MONOPOLISTEN IN HET GEDRANG ?

Terwijl de liberalisering van de Europese elektriciteitsmarkt in 1996 werd ingezet, laat de vrijmaking van de Europese gasmarkt al jarenlang op zich wachten. Tot spijt van de gas consumerende bedrijfswereld, tot wanhoop ook van Europa, dat de vigerende monopolies met veel ijver te lijf gaat. Luxemburg, sinds 1 juli voorzitter van de Europese Unie, stelde vorige week voor om 45 % van de Europese markt voor natuurlijk aardgas open te stellen voor concurrentie. Het opengooien van de Europese gasmarkt zou worden gespreid over tien jaar. De eerste jaren moeten de landen slechts 20 % van hun gasmarkt openstellen.
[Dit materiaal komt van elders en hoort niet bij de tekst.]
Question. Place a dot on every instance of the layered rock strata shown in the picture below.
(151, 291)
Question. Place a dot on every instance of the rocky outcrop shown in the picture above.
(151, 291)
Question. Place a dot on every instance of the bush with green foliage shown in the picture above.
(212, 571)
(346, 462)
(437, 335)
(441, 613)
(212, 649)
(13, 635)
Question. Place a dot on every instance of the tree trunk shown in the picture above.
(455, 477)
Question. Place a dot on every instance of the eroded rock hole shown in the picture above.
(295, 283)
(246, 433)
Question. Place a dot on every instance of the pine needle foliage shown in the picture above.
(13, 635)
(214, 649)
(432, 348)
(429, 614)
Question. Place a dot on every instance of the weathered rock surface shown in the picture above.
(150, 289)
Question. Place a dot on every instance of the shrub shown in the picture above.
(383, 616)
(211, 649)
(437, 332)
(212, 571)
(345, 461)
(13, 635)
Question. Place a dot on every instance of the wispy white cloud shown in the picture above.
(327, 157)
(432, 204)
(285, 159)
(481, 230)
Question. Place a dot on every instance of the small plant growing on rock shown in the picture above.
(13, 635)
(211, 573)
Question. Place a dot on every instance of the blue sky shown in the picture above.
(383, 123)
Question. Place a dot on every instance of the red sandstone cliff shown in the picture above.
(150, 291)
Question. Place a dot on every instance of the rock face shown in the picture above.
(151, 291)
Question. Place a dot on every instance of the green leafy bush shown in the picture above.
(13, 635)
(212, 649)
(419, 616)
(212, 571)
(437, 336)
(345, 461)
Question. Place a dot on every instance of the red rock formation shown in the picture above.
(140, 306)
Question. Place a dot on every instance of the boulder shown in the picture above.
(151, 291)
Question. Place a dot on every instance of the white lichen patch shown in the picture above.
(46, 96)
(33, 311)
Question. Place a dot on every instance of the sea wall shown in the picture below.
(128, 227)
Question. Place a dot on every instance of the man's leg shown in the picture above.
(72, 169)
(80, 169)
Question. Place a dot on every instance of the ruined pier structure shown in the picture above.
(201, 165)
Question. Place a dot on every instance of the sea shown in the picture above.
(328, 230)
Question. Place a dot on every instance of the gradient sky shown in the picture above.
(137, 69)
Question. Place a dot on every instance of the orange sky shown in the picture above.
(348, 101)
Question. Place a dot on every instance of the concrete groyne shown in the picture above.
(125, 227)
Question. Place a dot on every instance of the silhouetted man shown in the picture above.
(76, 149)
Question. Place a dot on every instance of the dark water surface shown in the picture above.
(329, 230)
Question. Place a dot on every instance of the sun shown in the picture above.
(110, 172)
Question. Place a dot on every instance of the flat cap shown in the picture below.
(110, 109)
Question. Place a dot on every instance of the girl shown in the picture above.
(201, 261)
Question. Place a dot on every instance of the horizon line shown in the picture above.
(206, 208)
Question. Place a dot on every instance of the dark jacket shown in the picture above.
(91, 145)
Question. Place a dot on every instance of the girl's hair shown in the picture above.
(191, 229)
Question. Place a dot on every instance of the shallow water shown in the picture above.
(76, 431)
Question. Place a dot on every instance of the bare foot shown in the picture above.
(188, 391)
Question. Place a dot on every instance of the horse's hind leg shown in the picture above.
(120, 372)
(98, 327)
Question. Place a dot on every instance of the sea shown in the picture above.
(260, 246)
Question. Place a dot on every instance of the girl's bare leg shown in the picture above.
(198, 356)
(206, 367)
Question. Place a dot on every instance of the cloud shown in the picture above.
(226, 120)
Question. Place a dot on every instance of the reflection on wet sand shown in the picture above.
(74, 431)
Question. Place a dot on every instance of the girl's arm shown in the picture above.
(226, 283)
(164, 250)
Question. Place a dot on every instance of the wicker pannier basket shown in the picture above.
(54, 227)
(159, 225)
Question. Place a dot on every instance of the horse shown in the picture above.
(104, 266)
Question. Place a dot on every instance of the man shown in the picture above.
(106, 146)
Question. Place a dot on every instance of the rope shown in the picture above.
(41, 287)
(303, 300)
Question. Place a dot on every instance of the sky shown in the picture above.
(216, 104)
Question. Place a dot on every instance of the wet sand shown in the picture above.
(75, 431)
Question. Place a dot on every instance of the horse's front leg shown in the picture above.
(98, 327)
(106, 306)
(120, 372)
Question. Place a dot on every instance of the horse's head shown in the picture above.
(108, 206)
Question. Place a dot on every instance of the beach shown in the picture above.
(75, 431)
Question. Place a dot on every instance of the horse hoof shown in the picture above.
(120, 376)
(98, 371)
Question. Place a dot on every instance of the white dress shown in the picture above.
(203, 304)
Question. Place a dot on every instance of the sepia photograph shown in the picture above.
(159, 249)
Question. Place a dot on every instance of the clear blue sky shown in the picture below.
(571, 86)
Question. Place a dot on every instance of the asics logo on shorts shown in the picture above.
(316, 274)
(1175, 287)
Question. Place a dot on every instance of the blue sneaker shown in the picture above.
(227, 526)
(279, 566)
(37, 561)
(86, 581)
Het voorstel, waarover de Europese ministerraad in december een beslissing neemt, impliceert dat grote industriële gasverbruikers en elektriciteitsproducenten vrij zullen zijn om hun leveranciers in binnen- en buitenland te kiezen. We vroegen een reactie aan Jean Vermeire, commercieel hoofddirecteur van aardgasmonopolist Distrigas en als dusdanig verantwoordelijk voor verkoop, bevoorrading en transit.

TRENDS. In welke mate verschilt de liberalisering van de Europese elektriciteitsmarkt van de nakende vrijmaking van de Europese gasmarkt ?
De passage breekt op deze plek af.